After describing the entire system, System Architect was used to run trial tests (see waveforms in Appendix B). VHDL code was exported for the entire model (Appendix A), and verified with qvcom and qvsim. Note that the configuration cfg_stopwatch_behav was used to specify which components should be instantiated in the stop_watch_data_flow architecture. A testbench was written for simulation (see Appendix B). The behavioral model appeared to work properly in all simulations.
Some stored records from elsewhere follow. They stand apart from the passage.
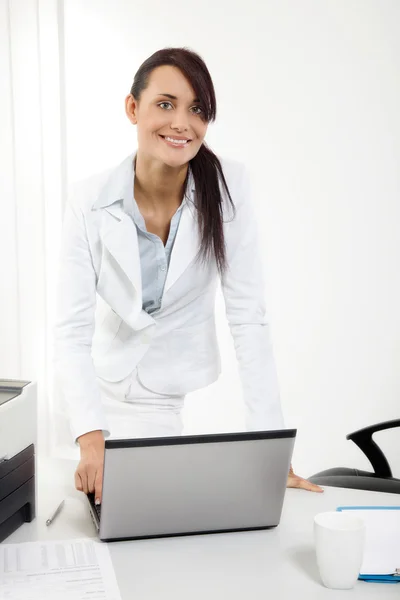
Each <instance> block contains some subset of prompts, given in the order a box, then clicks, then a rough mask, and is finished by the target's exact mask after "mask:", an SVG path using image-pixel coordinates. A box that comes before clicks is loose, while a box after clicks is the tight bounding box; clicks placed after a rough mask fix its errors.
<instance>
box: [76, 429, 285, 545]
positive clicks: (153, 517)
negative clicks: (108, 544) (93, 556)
mask: <svg viewBox="0 0 400 600" xmlns="http://www.w3.org/2000/svg"><path fill="white" fill-rule="evenodd" d="M295 437H296V430H295V429H285V430H277V431H256V432H246V433H227V434H224V433H222V434H211V435H190V436H177V437H162V438H146V439H143V438H137V439H125V440H106V443H105V460H104V474H103V497H102V504H101V506H95V504H94V497H93V495H92V494H89V495H88V499H89V505H90V511H91V515H92V518H93V521H94V524H95V526H96V529H97V531H98V534H99V537H100V539H101V540H103V541H106V542H111V541H120V540H129V539H141V538H151V537H164V536H175V535H190V534H199V533H222V532H228V531H244V530H251V529H266V528H269V527H275V526H276V525H278V523H279V520H280V516H281V512H282V506H283V500H284V496H285V490H286V484H287V477H288V473H289V467H290V461H291V457H292V452H293V446H294V441H295Z"/></svg>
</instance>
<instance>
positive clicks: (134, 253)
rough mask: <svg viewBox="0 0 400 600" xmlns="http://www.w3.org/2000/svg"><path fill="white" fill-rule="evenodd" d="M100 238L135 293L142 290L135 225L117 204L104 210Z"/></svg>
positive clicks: (139, 260) (137, 247)
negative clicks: (117, 263)
mask: <svg viewBox="0 0 400 600" xmlns="http://www.w3.org/2000/svg"><path fill="white" fill-rule="evenodd" d="M100 237H101V239H102V241H103V244H104V245H105V247H106V248H107V250H108V251H109V252H110V254H112V256H113V257H114V259H115V260H116V262H117V263H118V265H119V266H120V267H121V269H122V270H123V271H124V273H125V275H126V276H127V277H128V279H129V281H130V282H131V283H132V285H133V287H134V288H135V290H136V292H138V293H139V292H140V294H141V290H142V277H141V271H140V258H139V245H138V239H137V231H136V227H135V224H134V222H133V220H132V219H131V217H130V216H128V215H127V214H126V213H125V212H124V211H123V209H122V207H121V206H120V205H119V204H113V205H112V206H108V207H106V208H105V209H104V216H103V227H102V230H101V231H100Z"/></svg>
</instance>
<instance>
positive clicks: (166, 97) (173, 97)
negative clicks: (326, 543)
mask: <svg viewBox="0 0 400 600" xmlns="http://www.w3.org/2000/svg"><path fill="white" fill-rule="evenodd" d="M157 96H164V97H165V98H170V99H171V100H178V98H177V97H176V96H173V95H172V94H166V93H164V92H162V93H160V94H157ZM193 102H200V99H199V98H195V99H194V100H193Z"/></svg>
Procedure Part 2 - Structural Model

The behavioral model was copied to a new directory before being changed to a structural model. Due to the high level data types (such as integers) used in the behavioral model, each entity was rewritten to use only std_logic and std_logic_vector signals (see Appendix C). It was noticed that several large data buses (length of 23 and 42) ran throughout the model. The first simplification used bidirectional data lines and tri-state entities (see Appendix E). Eventually, this was eliminated in favor of combining the timer memory into the timer component. In the end, only one large data bus remained within the model.
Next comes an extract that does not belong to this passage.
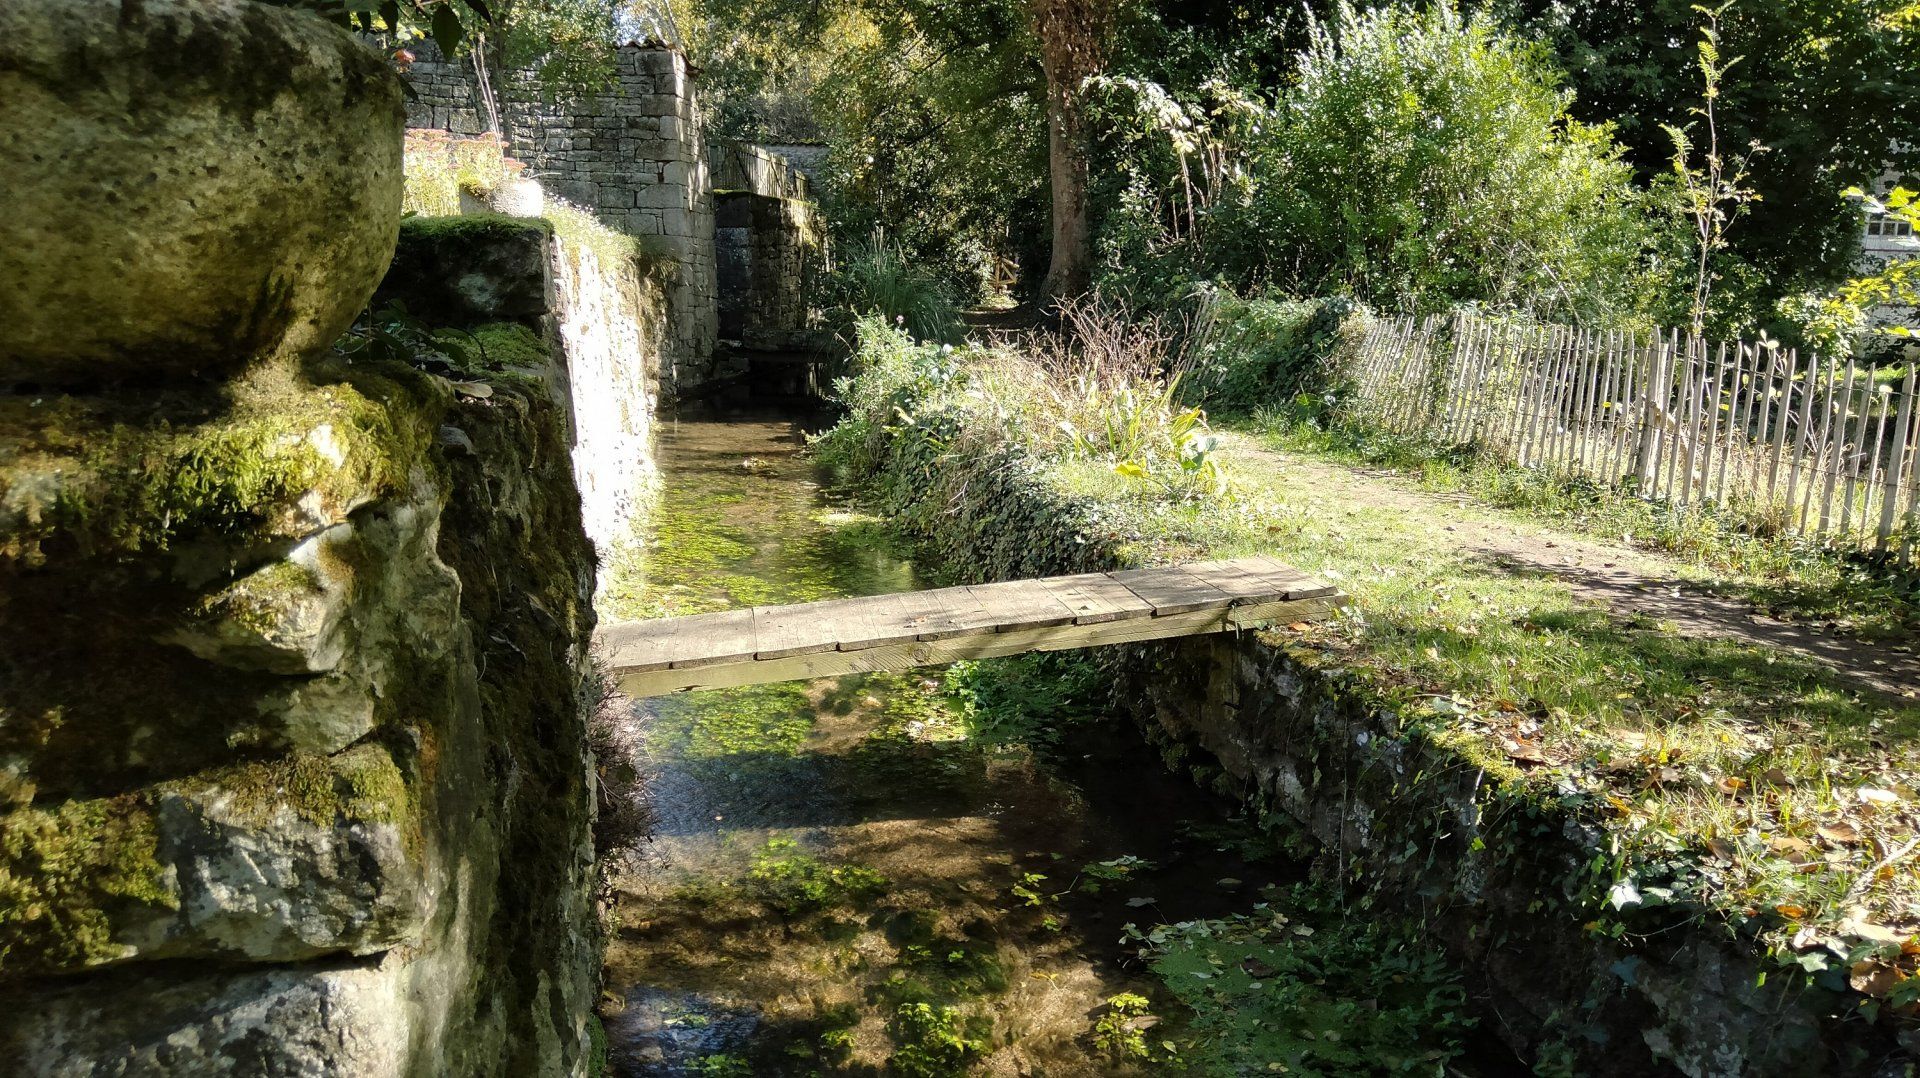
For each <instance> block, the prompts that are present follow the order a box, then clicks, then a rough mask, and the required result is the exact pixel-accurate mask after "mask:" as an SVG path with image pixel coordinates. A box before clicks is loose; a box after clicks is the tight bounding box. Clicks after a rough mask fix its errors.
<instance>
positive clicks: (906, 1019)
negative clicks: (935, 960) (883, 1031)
mask: <svg viewBox="0 0 1920 1078" xmlns="http://www.w3.org/2000/svg"><path fill="white" fill-rule="evenodd" d="M970 1026H972V1022H970V1020H968V1018H966V1015H962V1013H960V1011H958V1009H954V1007H939V1005H933V1003H902V1005H900V1009H899V1011H895V1013H893V1022H891V1026H889V1032H891V1034H893V1040H895V1043H897V1045H899V1047H897V1049H895V1053H893V1059H889V1061H887V1063H889V1068H891V1070H893V1074H899V1076H900V1078H954V1076H958V1074H966V1072H968V1066H970V1065H972V1061H973V1059H975V1057H979V1055H981V1053H985V1051H987V1040H985V1038H983V1036H979V1034H977V1032H973V1030H972V1028H970Z"/></svg>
The first structural architecture written was for the timer. It was composed of eight BCD counters and one modulo 6 counter. These components were developed as a composition of J-K flipflops and gates. The state-machine was then refined to a structural model. Five states were assigned to values of a state signal of type std_logic_vector (2 downto 0). Karnaugh maps were used to design equations for the next state as a function of the current state and the start_stop and lap_reset signals (Figure 6). Finally, the switch filter was implemented using two J-K flipflops and a BCD counter.

Configurations were used to implement the various architectures developed throughout the process of refining from behavioral to structural. Two configurations, cfg1 and cfg2, were made for the stopwatch entity, to test the behavioral components and the structural components, respectively (see Appendix C).
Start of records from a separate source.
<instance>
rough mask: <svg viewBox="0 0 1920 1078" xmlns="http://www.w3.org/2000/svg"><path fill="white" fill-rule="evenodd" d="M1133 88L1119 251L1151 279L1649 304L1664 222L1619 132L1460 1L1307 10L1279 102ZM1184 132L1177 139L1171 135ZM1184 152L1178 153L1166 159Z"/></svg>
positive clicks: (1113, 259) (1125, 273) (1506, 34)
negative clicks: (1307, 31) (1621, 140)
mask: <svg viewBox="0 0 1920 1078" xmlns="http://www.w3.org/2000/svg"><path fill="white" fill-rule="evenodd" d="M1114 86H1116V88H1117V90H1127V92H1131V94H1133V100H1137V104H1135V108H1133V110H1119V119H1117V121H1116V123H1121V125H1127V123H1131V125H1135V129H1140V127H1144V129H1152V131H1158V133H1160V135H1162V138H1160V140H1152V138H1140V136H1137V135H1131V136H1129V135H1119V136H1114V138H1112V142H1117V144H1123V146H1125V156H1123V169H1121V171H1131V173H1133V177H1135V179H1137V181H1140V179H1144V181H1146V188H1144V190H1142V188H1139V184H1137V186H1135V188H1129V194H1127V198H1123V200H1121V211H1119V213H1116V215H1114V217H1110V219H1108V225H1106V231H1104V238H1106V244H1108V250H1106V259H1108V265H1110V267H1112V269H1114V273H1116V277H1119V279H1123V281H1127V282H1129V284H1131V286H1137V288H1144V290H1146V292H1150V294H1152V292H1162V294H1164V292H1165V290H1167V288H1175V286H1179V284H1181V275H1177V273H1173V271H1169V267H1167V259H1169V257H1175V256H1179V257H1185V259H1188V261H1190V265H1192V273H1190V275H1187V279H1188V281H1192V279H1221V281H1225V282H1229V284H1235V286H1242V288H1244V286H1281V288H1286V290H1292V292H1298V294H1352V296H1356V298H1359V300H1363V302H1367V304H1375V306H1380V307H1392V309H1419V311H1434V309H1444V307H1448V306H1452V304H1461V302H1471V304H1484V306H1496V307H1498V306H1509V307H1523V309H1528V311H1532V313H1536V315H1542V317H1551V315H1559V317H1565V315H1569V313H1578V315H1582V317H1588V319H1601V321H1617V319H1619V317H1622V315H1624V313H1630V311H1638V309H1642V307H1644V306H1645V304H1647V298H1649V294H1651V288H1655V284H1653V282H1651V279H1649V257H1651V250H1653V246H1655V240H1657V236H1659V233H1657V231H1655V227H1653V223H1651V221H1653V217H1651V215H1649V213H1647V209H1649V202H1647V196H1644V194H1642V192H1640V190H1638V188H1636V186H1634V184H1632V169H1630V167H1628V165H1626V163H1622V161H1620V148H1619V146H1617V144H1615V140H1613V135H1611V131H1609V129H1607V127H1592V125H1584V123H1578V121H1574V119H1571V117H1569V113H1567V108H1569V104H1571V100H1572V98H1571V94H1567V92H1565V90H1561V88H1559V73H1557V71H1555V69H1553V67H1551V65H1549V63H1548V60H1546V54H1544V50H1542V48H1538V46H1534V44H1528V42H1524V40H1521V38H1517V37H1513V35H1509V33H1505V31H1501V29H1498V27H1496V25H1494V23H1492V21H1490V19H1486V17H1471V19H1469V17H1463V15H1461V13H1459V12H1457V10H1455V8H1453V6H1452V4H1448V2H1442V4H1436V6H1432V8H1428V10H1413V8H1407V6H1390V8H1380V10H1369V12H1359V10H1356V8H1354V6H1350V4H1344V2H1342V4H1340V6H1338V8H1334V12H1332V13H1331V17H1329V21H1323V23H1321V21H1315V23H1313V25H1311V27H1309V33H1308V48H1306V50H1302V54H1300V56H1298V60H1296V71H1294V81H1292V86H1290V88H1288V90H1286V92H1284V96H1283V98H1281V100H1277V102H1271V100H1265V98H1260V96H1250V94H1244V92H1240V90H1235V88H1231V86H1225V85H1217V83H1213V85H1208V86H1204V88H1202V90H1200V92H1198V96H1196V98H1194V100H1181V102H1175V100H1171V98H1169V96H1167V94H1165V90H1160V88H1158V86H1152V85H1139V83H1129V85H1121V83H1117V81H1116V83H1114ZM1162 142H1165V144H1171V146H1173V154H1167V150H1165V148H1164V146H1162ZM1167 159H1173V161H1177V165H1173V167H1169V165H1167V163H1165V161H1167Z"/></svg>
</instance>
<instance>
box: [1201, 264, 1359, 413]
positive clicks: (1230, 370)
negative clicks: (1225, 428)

The structural model was simulated in qvsim (Appendix D). All results appeared satisfactory.

Conclusion

Behavioral and structural models have different strengths and weaknesses. The behavioral form requires less code and is generally more readable. For example, the state_machine is the behavioral architecture for main_control, and is much more readable than the struct architecture. It uses an enumerated data type for the state and case statements for determining the next state and state actions. The behavioral model uses reduced equations to determine the next state and state actions. From a hardware design standpoint, however, the structural design more closely resembles the actual hardware and therefore should be easier to synthesize.

One major problem encountered in this design was initializing the flipflops at the beginning of a simulation. A global signal stored in a package was attempted, but proved to be undesirable. Instead, an init signal (similar to the Xilinx //globalsetreset) was instantiated in the stopwatch data flow, which had to be manually forced to a 1 and then, after a few ms, to a 0.

The other large problem was filtering the switch to make a single pulse that would trigger the state machine to change states. The final structural model of the filter outputted one pulse after the switch was hit, and then counted off 1000 clock pulses (10 ms) before checking to see if the button was pressed again.

Synthesizing this model would be difficult due to the large number of IO pins and flipflops required. The use of a multiplexor would allow one set of decoders and pinouts to power all six digits of the display. Reducing the number of flipflops in the design, however, would take some major reorganization. The timer would probably not be easily reduced, but by adding a few extra pulse outputs on the timer entity, it could power the switch filter's counter, thereby reducing the number of flipflops instantiated there.